Figure 3: Planetary boundaries in their state. Global freshwater use is currently in the safe operating space on a global scale (Rockström et al. 2009).

The calculation of virtual water of crops can be done using a variety of biophysical models, which calculate the processes and evapotranspiration values. A thorough analysis of such models was made by Hoff et al. (2010), comparing seven global hydrological models (H08, GEPIC, LPJmL, GCWM, WB; plus, WaterGap2, IMPACT) in its vital features. The major difference in these models was the calculation method for the potential evapotranspiration values. The Penman- Monteith calculation method was chosen in this study to be the preferred way to calculate the potential evapotranspiration, as it is a reliable, for a broad range of climatic regions applicable method and often used as a reference for other calculation methods (Nadrah et al. 2012).
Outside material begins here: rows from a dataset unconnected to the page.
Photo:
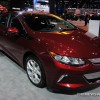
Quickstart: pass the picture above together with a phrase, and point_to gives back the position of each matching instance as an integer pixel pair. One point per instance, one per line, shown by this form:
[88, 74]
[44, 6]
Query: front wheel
[35, 71]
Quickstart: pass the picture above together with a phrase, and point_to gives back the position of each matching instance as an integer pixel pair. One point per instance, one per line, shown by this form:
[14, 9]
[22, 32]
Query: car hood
[75, 43]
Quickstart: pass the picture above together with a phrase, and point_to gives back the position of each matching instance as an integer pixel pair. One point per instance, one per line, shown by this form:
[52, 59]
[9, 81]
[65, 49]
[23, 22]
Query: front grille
[95, 60]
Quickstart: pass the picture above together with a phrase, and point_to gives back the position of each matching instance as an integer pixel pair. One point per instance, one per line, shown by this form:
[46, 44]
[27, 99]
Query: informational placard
[94, 27]
[41, 5]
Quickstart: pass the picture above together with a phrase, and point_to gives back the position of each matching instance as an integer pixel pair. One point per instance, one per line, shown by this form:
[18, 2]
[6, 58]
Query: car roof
[31, 12]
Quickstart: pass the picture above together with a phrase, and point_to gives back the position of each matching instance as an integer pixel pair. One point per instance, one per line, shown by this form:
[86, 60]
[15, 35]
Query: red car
[53, 52]
[3, 9]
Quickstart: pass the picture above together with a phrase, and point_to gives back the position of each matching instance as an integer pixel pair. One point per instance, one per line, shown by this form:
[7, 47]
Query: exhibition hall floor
[14, 85]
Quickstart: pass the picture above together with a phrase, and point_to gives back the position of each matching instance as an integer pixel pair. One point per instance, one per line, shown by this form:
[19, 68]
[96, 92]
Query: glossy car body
[45, 45]
[3, 9]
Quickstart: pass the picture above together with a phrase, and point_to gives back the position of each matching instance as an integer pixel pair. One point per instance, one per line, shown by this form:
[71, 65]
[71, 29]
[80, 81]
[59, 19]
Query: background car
[53, 52]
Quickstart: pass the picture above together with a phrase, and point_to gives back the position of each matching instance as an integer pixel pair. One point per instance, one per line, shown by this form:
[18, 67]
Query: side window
[16, 23]
[4, 19]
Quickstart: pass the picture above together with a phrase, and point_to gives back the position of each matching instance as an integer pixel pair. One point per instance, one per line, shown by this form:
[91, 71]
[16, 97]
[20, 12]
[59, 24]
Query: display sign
[38, 6]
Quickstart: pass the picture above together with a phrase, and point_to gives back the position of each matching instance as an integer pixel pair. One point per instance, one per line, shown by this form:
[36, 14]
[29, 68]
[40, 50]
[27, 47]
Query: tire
[35, 71]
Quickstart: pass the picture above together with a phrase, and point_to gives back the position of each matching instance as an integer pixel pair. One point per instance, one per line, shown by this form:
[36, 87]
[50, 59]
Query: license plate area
[93, 77]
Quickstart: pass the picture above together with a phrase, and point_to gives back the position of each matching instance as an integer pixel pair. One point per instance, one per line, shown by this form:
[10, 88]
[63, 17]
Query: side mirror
[12, 30]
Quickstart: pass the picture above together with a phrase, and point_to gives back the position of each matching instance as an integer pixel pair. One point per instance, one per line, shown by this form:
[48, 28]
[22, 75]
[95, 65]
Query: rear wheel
[35, 71]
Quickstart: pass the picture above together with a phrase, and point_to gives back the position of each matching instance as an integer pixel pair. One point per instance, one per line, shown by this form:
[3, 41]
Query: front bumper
[76, 78]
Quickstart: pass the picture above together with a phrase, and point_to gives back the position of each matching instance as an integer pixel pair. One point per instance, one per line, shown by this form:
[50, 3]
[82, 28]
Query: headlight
[67, 60]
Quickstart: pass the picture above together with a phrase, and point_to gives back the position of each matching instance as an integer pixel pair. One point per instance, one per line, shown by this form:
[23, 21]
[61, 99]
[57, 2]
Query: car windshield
[47, 23]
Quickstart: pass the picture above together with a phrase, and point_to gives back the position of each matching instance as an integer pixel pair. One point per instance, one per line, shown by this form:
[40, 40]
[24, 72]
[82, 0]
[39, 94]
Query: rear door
[3, 30]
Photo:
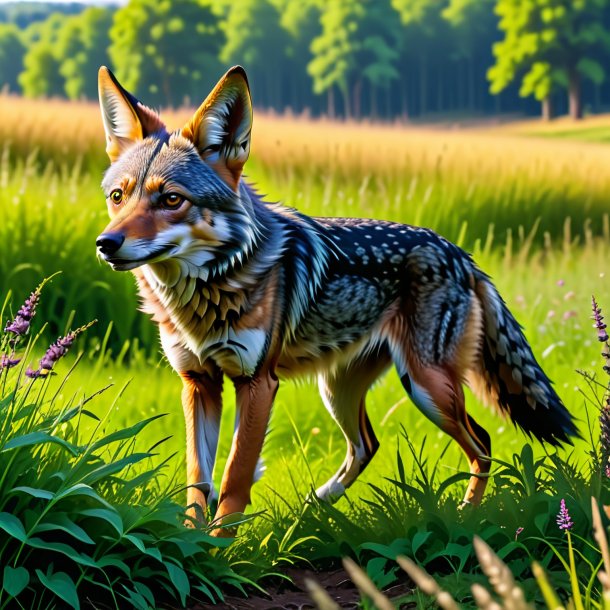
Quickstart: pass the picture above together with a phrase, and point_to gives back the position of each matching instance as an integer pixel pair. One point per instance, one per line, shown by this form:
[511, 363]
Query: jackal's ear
[126, 120]
[220, 128]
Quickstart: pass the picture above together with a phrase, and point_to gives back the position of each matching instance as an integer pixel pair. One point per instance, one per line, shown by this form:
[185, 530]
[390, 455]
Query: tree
[12, 50]
[551, 45]
[164, 50]
[358, 38]
[255, 38]
[424, 31]
[41, 77]
[301, 21]
[471, 22]
[82, 47]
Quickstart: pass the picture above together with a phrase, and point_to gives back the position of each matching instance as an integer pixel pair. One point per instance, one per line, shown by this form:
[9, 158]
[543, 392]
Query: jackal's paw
[331, 491]
[259, 470]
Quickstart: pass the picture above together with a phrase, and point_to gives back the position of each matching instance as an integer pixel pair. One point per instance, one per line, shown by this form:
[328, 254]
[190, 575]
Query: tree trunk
[404, 99]
[423, 84]
[346, 105]
[167, 91]
[330, 100]
[373, 102]
[357, 107]
[547, 109]
[574, 95]
[471, 84]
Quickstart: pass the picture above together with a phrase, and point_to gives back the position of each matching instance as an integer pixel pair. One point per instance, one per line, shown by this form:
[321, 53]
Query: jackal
[254, 291]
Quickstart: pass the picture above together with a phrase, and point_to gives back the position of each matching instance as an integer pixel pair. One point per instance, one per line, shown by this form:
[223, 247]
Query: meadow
[530, 206]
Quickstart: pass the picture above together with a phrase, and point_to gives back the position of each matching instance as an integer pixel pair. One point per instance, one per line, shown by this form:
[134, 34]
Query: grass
[532, 210]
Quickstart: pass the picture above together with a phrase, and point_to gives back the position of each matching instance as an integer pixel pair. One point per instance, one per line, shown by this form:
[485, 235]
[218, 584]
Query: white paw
[330, 491]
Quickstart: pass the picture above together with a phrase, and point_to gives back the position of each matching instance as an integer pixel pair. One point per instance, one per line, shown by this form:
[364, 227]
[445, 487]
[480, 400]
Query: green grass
[536, 222]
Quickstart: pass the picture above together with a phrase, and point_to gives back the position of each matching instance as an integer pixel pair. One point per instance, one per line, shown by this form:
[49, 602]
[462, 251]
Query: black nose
[109, 243]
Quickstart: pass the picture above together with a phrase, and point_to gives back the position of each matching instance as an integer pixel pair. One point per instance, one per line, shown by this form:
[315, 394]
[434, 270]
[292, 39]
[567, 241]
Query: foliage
[88, 516]
[383, 58]
[166, 51]
[552, 44]
[82, 44]
[12, 50]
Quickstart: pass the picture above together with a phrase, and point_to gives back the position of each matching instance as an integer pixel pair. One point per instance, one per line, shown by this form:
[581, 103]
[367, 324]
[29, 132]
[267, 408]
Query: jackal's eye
[116, 196]
[171, 201]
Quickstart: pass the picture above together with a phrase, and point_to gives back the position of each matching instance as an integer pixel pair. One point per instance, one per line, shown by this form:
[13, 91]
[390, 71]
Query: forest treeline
[350, 58]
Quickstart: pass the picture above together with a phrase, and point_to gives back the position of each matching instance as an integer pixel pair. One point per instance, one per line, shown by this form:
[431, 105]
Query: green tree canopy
[166, 50]
[550, 44]
[82, 47]
[256, 39]
[41, 77]
[358, 39]
[12, 50]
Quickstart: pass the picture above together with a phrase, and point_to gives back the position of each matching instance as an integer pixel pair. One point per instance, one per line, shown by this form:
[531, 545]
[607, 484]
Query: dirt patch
[285, 595]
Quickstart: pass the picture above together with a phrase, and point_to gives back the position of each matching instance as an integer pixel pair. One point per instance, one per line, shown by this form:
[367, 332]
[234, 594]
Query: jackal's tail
[509, 376]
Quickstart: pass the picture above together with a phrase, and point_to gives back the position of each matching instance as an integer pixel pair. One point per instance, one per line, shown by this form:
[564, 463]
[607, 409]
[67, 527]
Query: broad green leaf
[179, 580]
[115, 562]
[106, 514]
[62, 521]
[80, 489]
[136, 542]
[145, 592]
[137, 600]
[64, 549]
[15, 580]
[62, 585]
[418, 540]
[43, 494]
[12, 526]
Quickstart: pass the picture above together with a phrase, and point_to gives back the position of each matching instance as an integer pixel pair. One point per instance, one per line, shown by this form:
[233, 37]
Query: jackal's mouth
[125, 264]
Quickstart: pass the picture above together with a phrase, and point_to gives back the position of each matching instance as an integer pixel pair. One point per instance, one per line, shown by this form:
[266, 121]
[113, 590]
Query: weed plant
[86, 517]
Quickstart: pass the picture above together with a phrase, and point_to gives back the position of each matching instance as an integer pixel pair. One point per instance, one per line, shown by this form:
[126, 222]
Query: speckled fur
[251, 290]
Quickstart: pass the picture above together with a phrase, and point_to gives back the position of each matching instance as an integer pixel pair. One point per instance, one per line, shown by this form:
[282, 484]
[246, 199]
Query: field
[532, 207]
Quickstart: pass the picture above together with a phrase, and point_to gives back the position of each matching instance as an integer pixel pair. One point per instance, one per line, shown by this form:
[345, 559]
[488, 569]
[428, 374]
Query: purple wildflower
[21, 324]
[564, 521]
[597, 317]
[604, 434]
[54, 353]
[8, 362]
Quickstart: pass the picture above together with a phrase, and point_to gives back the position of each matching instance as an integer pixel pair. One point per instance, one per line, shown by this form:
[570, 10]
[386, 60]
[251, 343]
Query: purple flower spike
[33, 373]
[55, 353]
[602, 335]
[564, 521]
[21, 324]
[8, 362]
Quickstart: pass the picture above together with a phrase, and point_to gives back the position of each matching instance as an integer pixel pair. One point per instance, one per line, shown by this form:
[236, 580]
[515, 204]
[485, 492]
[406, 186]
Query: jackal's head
[175, 195]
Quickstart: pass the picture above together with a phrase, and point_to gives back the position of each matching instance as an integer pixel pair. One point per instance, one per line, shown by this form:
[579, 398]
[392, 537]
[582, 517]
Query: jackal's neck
[203, 295]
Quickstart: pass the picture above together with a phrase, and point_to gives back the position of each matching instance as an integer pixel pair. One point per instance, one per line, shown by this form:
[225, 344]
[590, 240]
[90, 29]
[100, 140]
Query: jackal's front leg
[254, 400]
[202, 404]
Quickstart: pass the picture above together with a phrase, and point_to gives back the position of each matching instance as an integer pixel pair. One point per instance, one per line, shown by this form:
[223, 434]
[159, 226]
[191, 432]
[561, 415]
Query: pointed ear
[220, 128]
[126, 120]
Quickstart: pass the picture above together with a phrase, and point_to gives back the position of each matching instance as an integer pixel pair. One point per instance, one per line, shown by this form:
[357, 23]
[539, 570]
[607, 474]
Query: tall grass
[474, 187]
[534, 212]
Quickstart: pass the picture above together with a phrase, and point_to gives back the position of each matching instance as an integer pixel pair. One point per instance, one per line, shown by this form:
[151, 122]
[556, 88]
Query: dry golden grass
[445, 178]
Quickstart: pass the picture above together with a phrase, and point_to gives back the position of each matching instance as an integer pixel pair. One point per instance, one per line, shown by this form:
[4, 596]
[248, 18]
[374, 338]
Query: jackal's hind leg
[439, 395]
[343, 394]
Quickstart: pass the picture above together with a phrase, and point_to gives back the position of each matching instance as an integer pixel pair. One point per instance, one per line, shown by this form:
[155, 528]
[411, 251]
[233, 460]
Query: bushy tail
[509, 375]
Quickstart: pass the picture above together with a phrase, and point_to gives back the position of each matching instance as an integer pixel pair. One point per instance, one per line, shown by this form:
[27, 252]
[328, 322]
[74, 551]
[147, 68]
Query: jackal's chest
[343, 316]
[200, 321]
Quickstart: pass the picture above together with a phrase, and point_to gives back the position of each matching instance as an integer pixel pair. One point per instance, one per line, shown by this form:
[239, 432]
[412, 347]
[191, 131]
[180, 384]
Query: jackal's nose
[109, 243]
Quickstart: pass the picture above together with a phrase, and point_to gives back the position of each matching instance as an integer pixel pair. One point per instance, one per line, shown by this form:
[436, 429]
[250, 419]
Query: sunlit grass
[532, 210]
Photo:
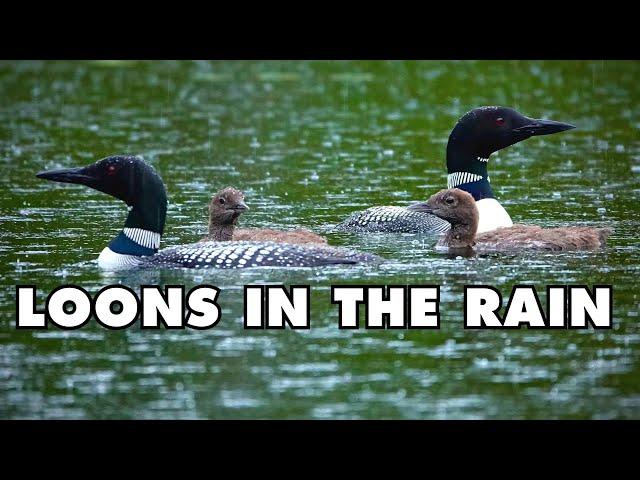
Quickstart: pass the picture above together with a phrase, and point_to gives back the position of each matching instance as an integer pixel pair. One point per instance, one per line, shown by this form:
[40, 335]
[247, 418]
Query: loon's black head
[453, 205]
[127, 178]
[485, 130]
[226, 206]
Th Penman-Monteith method is not only used by the GCWM model, but also by the CROPWAT model by the FAO (Smith and FAO 1992).

Literature often mentions the food gap, which is the missing approx. 7.5*1015 kcal per year required to feed the undernourished population on a global scale in 2050, of which most will be living in SSA (Jägermeyr et al. 2016). These missing nutrients are not a matter of too little food production, but rather the inaccessibility to the required food sources (FAO 2003).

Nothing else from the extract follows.